For married couples, financial planning can mean looking ahead to make sure you have money for emergencies and to maintain a comfortable lifestyle. But should it also include making plans to protect yourself in case you divorce?
In an article about divorce and retirement planning, the Wall Street Journal concludes: “Whatever its other benefits, divorcing later in life is one of the worst financial moves you can make.” and adds that often divorce can lead to the financial struggles for women.
To protect yourself financially from the beginning:
Be aware of what is going on with your joint finances. Even if you let your spouse handle the finances, you should be a partner in making decisions and not be in the dark about what is going on.
Be sure that you are named on titles and deeds. CNN notes, “While many states will assume that property purchased during the course of the marriage is marital property, individual state laws can vary depending on whether you contributed money or not.”
Consider a prenuptial agreement to direct what happens to assets you had before marriage, particularly if you have children from previous relationships or other dependents.

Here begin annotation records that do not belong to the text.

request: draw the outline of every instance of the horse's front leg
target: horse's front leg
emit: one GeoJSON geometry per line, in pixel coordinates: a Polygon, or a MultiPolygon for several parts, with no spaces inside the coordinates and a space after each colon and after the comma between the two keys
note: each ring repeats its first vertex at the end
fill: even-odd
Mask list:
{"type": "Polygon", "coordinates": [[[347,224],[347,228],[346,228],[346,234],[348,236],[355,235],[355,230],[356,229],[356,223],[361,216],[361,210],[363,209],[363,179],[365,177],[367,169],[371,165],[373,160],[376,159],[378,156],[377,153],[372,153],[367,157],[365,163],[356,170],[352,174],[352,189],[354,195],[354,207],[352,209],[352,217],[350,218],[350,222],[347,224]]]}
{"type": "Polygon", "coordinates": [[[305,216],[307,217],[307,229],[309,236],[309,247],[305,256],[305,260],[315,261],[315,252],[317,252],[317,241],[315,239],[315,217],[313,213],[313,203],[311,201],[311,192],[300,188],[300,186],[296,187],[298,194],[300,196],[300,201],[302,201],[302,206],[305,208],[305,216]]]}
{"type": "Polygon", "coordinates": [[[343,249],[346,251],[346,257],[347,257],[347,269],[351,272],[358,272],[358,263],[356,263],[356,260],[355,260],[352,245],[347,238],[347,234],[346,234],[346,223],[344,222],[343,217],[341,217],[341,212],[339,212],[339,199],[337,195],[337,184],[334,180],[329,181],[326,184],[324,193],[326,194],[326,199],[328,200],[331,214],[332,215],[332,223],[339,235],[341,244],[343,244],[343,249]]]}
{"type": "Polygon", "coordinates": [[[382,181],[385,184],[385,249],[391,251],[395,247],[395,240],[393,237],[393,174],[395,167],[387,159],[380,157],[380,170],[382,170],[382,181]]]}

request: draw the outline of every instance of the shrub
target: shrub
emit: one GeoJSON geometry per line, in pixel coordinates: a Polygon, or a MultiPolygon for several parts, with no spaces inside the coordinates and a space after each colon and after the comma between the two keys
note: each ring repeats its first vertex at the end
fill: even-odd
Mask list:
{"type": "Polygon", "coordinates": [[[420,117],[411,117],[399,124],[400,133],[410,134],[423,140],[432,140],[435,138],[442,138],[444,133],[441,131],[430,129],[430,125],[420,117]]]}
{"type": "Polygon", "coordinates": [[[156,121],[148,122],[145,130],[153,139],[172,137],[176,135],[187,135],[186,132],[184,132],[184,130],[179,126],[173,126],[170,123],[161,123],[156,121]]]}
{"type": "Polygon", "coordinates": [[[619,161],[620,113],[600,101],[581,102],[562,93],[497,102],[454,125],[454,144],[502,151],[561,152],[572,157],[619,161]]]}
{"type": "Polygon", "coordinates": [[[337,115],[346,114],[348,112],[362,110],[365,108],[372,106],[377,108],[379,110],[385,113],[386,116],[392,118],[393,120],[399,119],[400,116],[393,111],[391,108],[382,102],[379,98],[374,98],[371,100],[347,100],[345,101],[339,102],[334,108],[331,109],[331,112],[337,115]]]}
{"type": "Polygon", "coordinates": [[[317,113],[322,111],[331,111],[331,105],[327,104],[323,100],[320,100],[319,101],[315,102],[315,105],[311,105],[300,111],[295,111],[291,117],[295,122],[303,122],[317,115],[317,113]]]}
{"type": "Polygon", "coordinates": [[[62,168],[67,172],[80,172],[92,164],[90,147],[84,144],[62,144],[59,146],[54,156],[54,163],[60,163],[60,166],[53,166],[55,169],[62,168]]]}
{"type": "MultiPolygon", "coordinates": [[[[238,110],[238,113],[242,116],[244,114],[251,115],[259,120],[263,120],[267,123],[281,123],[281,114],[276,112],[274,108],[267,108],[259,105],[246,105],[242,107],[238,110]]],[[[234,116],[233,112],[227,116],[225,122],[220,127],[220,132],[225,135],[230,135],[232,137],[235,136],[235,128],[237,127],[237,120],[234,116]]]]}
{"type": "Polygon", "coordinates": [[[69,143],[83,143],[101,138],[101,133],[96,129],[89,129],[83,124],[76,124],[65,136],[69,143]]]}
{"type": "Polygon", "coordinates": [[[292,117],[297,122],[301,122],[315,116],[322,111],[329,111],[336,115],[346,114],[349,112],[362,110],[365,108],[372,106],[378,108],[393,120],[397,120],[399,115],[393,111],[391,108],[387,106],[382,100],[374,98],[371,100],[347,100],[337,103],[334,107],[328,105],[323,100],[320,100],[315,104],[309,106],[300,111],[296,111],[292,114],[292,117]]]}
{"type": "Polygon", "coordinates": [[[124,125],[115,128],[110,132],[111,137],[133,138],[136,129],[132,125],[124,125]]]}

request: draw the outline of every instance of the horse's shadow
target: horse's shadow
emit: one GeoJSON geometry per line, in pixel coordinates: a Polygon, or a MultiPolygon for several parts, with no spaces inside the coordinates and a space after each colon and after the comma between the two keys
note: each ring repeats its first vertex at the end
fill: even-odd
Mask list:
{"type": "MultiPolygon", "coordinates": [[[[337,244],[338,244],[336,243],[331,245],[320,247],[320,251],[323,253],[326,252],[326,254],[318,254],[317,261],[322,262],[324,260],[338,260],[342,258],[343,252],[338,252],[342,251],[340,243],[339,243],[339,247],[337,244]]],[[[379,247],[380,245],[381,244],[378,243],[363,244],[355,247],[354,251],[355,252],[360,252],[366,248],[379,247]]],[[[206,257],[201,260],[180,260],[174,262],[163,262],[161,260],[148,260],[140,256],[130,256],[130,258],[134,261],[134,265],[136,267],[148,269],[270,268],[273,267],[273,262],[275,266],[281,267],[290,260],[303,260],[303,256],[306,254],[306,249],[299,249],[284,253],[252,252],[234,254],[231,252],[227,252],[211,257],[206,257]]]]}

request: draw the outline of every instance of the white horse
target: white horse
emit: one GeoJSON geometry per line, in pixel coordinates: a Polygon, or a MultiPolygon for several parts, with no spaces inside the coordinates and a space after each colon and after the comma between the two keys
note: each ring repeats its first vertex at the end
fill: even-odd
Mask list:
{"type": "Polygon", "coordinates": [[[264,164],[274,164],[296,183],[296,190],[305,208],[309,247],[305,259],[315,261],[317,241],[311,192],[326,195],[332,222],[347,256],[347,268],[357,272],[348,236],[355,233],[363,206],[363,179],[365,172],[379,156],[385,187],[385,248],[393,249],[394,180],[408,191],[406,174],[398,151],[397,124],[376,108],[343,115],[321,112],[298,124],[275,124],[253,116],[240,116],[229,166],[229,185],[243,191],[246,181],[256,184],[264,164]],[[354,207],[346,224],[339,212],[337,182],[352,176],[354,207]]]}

Don’t rely on your partner’s credit history. Having a credit card or car loan in your name will mean you have your own credit history.
When you have made the decision to divorce:
Close joint bank accounts and home equity lines of credit immediately. If possible, you and your spouse should split what is left in joint accounts and open individual accounts.
If you have a joint credit card, inform your credit card company that you are in the process of getting divorce, in writing, as soon as possible. Have them freeze the account and make it clear you are not responsible for new debt.
Get the professional and emotional guidance you need to make levelheaded decisions. Even when both spouses play fair, divorce is difficult.